Non sarebbe stato meglio chiudere tutto come a Codogno, soprattutto dopo l’allarme lanciato dall’Istituto Superiore della Sanità? Giammai, risponde – ovviamente – Bonometti.
«Per fortuna che non abbiamo fermato le attività essenziali, perché sennò i morti sarebbero aumentati. Le faccio un esempio: il problema dell’ossigeno, il problema delle aziende farmaceutiche, che stanno lavorando a pieno ritmo. Lo sbaglio è stato di non considerare nel codice Ateco anche le filiere dei servizi essenziali. Io ho sempre sostenuto che bisognava salvaguardare le vite umane e dall’altra parte salvaguardare la produzione essenziale, che permetteva di dare il sostentamento di salute e sicurezza ai cittadini. La verità è che buona parte di questa classe politica è incompetente. Basti pensare che per fare gli acquisti ci sono ancora le gare. Bisognava fare come prima cosa un commissario con pieni poteri».

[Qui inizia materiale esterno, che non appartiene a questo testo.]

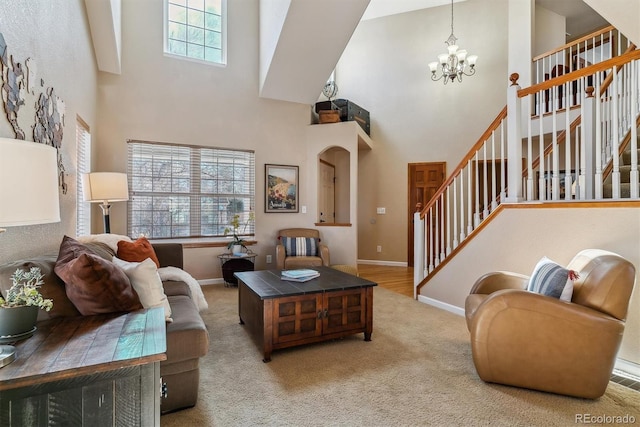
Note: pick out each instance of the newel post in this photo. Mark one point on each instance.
(418, 249)
(514, 142)
(592, 169)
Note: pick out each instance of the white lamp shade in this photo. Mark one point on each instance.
(28, 183)
(99, 187)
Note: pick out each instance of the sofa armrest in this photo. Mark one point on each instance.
(169, 254)
(499, 280)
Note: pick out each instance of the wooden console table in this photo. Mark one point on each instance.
(280, 313)
(101, 370)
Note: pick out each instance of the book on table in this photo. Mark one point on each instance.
(299, 275)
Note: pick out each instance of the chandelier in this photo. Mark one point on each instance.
(455, 63)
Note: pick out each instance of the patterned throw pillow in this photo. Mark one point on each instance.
(553, 280)
(300, 246)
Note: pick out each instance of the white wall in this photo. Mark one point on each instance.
(550, 31)
(55, 35)
(384, 70)
(517, 238)
(161, 98)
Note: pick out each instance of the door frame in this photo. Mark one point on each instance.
(412, 209)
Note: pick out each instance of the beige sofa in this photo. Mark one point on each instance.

Bonometti però conferma che i vertici della Regione Lombardia convocarono gli industriali per avere il loro parere sull’istituzione della zona rossa. Anche il presidente di Confindustria Bergamo, Stefano Scaglia, lo aveva detto, in un’intervista a L’Eco di Bergamo. Scaglia aveva raccontato che le istituzioni erano «profondamente divise» e che gli industriali si erano «limitati a fornire dati e informazioni perché i decisori potessero avere un quadro completo per decidere al meglio».
Bonometti va oltre. Le zone rosse non si potevano fare. Stop. Altro che elementi utili al quadro generale.
«Ci siamo confrontati, ma non si potevano fare zone rosse. Non si poteva fermare la produzione. Le faccio un esempio: se oggi la Dalmine non lavorasse, io ho insistito per tenerla aperta, le bombole per l’ossigeno non ci sarebbero. Ma le bombole per l’ossigeno sono una filiera che parte dall’acciaio, alla calandratura, dalla saldatura, alla meccanica. Per fortuna che sono rimaste aperte certe attività. Se non ci fossero state le imprese aperte con l’utilizzo e lo sfruttamento dell’ossigeno che diamo agli ospedali, la gente sarebbe morta».
Una zona rossa in Val Seriana, come accaduto a Codogno, sarebbe stata senza senso. Bonometti ammette che gli industriali erano contrari alla scelta.
«Noi eravamo contrari a fare una chiusura tout court così senza senso. Codogno è un paesino, capisce che non fa testo».
Codogno, gli fa notare l’intervistatrice, ha più abitanti di Alzano e Nembro, ma non la stessa densità di fabbriche e industrie.
«Appunto».
Dichiara Bonometti. Lasciando campo libero a mille interpretazioni. E forse rendendosene conto aggiunge:
«Però ora non farei il processo alle intenzioni, bisogna salvare il salvabile, altrimenti saremo morti prima e saremo morti dopo».